How To Install Cassandra and Run a Multi-Node Cluster on Ubuntu 22.04

Published on July 21, 2022

Apache

Databases

NoSQL

Ubuntu 22.04

By finid and Caitlin Postal

How To Install Cassandra and Run a Multi-Node Cluster on Ubuntu 22.04

The author selected the Free and Open Source Fund to receive a donation as part of the Write for DOnations program.

Introduction

Apache Cassandra is an open-source, masterless, and distributed NoSQL database system. Cassandra is suited for mission-critical applications and multi-node setups because it’s scalable, elastic, and fault-tolerant. Cassandra database management works through a node system, and nodes are held within a cluster.

In this tutorial, you’ll install Cassandra and run a multi-node cluster on Ubuntu 22.04.

Prerequisites

To complete this tutorial, you’ll need the following:

At least 2 Ubuntu 22.04 servers configured using the Ubuntu 22.04 initial server setup guide with a sudo non-root user, firewall, and at least 2 GB of RAM in the same datacenter region. Cassandra will not run if deployed on a server with only 1 GB of RAM. See the official hardware requirements guide for Cassandra for more information. It is recommended, but not required, that all the nodes in your cluster have the same or similar specifications.
Java runtime installed on your machine. You can install OpenJDK 8, OpenJDK 11, Oracle Java Standard Edition 8, or Oracle Java Standard Edition 11 runtime using Step 1 of How To Install Java with Apt on Ubuntu 22.04.
Cassandra installed on each server using Steps 1 and 2 of How To Install Cassandra and Run a Single-Node Cluster on Ubuntu 22.04.

Note: Be sure to reboot the servers after completing the prerequisite steps and before starting Step 1 of this article.

Step 1 — Configuring the Firewall to Allow Cassandra Traffic

For a multi-node cluster to function, all member nodes must be able to communicate, which means the firewall must be configured to allow Cassandra traffic. In this step, you will configure the firewall to allow that traffic.

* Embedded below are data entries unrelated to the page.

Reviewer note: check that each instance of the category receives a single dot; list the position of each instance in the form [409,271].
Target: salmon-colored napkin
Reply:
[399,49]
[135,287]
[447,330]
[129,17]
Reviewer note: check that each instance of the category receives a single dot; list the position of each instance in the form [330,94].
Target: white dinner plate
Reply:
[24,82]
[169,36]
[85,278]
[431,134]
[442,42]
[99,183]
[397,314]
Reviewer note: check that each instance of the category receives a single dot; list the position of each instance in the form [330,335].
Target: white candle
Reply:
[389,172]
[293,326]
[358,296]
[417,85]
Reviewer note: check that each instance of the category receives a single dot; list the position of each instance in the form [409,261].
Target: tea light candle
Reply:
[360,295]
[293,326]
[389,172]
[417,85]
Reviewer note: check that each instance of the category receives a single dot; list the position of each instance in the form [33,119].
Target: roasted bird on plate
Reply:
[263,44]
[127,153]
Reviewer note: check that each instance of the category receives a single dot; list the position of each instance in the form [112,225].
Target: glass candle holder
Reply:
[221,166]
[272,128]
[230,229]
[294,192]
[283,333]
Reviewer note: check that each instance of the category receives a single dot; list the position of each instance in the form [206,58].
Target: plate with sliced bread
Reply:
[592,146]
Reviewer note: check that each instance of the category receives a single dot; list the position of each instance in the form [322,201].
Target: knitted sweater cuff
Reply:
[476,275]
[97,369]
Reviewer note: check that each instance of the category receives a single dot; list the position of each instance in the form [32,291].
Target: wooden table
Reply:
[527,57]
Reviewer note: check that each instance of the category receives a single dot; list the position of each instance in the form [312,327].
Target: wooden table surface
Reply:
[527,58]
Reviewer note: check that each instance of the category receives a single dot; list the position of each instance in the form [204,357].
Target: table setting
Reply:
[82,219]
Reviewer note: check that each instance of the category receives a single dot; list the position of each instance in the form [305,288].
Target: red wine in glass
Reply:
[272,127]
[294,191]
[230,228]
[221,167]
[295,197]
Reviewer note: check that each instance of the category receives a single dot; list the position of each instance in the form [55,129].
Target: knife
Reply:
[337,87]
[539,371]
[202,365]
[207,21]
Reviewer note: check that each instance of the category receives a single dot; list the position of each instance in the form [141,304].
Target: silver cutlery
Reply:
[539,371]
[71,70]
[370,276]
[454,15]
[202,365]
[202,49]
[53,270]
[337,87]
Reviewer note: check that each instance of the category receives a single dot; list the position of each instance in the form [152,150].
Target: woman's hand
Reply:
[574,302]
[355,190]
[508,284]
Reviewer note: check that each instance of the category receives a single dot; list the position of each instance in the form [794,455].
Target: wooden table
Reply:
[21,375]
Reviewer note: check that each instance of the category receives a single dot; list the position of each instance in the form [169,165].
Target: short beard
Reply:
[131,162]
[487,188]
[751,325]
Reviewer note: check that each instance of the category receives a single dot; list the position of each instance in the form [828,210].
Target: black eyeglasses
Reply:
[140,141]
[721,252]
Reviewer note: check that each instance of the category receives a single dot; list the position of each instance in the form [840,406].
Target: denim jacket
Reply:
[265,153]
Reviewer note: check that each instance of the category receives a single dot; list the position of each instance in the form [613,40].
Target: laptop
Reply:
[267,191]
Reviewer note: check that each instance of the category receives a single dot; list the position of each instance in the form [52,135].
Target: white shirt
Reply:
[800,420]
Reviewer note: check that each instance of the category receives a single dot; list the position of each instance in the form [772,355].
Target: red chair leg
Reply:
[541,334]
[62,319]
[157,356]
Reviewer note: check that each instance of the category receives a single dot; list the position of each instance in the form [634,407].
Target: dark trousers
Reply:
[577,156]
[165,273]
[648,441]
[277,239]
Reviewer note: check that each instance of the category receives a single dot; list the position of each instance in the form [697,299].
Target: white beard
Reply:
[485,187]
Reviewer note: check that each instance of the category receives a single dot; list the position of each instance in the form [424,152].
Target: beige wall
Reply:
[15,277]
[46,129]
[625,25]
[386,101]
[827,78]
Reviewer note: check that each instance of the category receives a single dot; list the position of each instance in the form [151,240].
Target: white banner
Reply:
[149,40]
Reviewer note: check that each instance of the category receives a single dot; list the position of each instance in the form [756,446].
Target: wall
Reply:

For each node, you will need to allow traffic through the following network ports from other nodes in the cluster:

7000 is the TCP port for commands and data.
9042 is the TCP port for the native transport server. The Cassandra command line utility, cqlsh, will connect to the cluster through this port.

Best security practice dictates that for all nodes within a datacenter region, all communication should be via the internal network interfaces, not the Internet-facing network interfaces. For a DigitalOcean server, the network interface of interest is the private network interface. For each node in your cluster, you’ll need the IP address of that interface.

You can get that information from your DigitalOcean dashboard (from the Networking tab of each Droplet). You can also use the following command to extract the same information through the command line:

hostname -I | cut -d' ' -f3

The I option to the hostname command causes it to output all the IPv4 addresses associated with the server in a single line, with each address separated by a single space (except the loopback address 127.0.0.1). That output is then piped (|) to the cut command.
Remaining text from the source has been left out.